C’est dans cette philosophie que LUXMINT a été lancé par ADA. Ce fonds a la vocation de soutenir les institutions de microfinance (IMF) qui, bien qu’elles puissent justifier d’une gestion rigoureuse de leur clientèle, restent dépendantes de subsides publics. ADA s’est donnée pour mission de les accompagner sur une durée de un à trois ans afin de les aider à se renforcer de façon à ce qu’elles puissent gagner en autonomie et accéder aux sources de financement privées. Le fonds a été soutenu au départ par des subsides du de la Coopération luxembourgeoise, subsides dits à fonds perdu. Or ces subsides ont toujours été remboursés par les IMF soutenues à LUXMINT et ils ont pu être réinjectés ainsi dans le circuit économique. Etika a investi l’équivalent de 380.000 euros sous forme de crédit alternatif dans ce fonds. Au 31 décembre 2007, LUXMINT totalisait un encours de plus de 1,3 millions d’euros, réparti sous forme de prêts, de garanties et de participations en capital à 17 IMF.

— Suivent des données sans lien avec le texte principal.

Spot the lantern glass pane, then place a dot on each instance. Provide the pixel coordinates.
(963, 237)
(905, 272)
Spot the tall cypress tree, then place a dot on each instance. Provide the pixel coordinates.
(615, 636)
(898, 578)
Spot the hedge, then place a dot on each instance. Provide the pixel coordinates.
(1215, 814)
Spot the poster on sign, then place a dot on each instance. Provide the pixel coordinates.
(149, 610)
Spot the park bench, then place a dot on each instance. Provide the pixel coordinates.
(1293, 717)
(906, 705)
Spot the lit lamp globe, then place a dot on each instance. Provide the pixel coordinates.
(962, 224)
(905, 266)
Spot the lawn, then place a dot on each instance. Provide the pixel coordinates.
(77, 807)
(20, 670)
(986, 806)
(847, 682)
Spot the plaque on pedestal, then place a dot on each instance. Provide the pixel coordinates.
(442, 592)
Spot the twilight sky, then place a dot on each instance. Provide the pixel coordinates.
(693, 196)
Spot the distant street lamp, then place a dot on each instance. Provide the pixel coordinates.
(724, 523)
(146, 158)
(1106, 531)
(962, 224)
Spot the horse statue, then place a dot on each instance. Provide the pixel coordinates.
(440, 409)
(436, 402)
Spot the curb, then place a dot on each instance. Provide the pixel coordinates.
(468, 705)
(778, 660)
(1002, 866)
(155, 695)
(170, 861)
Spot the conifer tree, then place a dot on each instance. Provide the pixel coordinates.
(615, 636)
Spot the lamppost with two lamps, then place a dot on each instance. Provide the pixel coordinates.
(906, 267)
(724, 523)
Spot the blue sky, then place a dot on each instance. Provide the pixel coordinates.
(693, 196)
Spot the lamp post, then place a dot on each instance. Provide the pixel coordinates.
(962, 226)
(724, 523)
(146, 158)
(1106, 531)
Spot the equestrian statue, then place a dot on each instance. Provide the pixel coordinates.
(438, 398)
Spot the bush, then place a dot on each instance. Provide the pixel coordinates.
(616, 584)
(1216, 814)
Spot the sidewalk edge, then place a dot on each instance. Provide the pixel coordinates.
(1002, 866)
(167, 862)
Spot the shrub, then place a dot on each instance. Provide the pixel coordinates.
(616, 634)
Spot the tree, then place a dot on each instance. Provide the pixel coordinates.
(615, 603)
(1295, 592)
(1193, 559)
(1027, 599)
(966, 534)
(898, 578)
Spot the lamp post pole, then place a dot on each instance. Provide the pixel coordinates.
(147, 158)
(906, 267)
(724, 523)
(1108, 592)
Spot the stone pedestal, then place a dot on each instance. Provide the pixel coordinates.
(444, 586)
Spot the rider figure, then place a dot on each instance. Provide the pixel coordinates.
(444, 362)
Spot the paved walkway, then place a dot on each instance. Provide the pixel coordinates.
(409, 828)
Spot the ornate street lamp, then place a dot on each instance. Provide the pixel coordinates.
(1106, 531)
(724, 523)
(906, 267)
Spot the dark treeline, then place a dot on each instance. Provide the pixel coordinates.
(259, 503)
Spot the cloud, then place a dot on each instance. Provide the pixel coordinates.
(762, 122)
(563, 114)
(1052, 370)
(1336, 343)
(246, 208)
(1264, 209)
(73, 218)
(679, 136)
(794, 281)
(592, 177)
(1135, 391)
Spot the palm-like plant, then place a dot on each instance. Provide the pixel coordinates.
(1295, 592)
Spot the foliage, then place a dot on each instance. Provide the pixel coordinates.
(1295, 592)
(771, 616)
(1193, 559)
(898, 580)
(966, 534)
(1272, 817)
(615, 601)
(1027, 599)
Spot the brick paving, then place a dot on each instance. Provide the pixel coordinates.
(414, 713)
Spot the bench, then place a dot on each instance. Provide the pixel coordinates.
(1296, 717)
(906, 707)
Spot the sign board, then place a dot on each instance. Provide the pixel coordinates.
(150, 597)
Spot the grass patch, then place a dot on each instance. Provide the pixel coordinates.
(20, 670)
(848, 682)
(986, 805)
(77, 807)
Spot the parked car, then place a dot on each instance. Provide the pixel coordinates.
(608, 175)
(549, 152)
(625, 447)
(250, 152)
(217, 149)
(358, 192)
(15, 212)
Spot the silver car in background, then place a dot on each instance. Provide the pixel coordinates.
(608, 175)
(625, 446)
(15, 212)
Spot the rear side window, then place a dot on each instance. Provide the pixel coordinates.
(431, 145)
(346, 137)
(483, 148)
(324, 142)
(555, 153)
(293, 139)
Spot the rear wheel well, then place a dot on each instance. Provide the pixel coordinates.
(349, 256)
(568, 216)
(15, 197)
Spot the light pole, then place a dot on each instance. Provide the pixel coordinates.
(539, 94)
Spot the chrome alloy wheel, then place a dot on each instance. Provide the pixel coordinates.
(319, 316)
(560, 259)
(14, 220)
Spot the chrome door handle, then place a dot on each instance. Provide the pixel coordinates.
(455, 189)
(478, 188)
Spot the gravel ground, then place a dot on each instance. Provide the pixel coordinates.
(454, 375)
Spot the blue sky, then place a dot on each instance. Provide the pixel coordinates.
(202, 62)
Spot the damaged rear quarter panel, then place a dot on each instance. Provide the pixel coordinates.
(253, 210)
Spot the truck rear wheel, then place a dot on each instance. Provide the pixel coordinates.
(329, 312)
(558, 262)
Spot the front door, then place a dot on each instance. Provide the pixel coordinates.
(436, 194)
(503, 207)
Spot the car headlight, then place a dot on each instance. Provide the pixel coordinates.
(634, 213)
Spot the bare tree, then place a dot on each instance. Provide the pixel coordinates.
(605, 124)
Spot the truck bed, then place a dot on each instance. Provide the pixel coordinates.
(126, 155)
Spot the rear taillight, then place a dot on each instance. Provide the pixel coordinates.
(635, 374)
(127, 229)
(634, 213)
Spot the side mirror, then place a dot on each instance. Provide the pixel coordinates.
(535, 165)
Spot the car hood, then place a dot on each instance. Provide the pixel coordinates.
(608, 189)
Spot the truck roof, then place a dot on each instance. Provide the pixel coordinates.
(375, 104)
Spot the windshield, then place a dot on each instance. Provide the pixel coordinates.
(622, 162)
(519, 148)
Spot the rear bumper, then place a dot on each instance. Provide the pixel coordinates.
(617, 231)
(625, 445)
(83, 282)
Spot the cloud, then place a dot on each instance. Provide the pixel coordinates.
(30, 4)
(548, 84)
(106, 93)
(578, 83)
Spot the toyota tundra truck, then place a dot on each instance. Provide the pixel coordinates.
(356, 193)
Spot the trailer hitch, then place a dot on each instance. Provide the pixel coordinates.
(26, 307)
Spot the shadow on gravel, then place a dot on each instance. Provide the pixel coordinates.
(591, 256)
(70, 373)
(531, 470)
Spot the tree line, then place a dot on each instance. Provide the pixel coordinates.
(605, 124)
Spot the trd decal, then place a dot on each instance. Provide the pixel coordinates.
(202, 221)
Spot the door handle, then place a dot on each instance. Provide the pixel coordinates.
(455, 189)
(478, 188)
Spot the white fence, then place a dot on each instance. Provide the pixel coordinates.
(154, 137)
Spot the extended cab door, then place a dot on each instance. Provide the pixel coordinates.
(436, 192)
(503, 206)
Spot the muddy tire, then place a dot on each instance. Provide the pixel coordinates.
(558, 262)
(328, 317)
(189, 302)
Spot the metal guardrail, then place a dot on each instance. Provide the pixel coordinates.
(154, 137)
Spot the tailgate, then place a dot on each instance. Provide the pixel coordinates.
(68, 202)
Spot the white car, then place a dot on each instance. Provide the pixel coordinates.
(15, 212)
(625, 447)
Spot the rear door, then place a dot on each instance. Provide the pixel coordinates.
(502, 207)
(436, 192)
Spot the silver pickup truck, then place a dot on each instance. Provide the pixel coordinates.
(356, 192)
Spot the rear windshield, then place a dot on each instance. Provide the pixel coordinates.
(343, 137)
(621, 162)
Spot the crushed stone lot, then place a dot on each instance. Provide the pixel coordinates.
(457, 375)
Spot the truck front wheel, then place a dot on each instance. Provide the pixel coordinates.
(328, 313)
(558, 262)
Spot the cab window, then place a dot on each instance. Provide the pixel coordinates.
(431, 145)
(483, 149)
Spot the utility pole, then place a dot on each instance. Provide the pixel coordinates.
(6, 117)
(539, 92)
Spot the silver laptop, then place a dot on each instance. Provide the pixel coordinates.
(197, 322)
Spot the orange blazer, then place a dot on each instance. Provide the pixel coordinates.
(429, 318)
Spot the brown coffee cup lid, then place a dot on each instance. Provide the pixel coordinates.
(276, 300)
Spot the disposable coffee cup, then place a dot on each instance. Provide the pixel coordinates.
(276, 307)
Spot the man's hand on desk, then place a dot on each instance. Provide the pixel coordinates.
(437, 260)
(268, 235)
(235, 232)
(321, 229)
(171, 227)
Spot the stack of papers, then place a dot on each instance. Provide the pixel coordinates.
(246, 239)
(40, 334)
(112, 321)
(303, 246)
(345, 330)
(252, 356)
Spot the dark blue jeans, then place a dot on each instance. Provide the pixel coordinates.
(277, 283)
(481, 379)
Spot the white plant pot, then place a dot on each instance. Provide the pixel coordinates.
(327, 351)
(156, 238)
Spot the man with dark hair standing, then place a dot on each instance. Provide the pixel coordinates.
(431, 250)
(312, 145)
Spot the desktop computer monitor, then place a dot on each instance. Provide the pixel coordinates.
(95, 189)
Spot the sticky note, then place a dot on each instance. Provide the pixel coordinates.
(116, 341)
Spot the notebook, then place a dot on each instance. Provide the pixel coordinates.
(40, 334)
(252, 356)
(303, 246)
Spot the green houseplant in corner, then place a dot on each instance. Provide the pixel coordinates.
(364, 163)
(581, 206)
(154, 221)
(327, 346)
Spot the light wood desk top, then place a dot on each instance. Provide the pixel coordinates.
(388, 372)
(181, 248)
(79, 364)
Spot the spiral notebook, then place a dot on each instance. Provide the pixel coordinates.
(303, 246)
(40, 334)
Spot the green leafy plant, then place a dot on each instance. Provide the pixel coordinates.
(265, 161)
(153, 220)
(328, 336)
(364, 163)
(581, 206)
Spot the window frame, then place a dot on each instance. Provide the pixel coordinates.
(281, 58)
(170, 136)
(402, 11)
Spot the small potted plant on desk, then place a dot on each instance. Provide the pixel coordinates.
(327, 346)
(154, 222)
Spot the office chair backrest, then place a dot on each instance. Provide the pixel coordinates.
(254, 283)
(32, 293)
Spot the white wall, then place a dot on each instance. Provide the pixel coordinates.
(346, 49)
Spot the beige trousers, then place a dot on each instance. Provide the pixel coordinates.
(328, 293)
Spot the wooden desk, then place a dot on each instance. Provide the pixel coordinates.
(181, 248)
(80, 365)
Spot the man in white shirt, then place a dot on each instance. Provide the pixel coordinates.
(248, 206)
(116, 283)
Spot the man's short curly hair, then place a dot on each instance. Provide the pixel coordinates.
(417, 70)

En plus des crédits alternatifs, etika a également engagé ses fonds propres en achetant des parts de coopérateur dans l’asbl belge Alterfin, elle aussi spécialisée dans l’accompagnement financier et de formation du personnels des IMF des pays du Sud.

Dans la continuité de son engagement pour une finance à la fois transparente, responsable et solidaire, etika étudie avec ses partenaires financiers, la mise en place de nouveaux produits exclusivement destinés au développement international, sachant que la demande pour ces véhicules d’investissement va en s’accroissant.

Cet article a été publié dans le Land du 29 février 2008.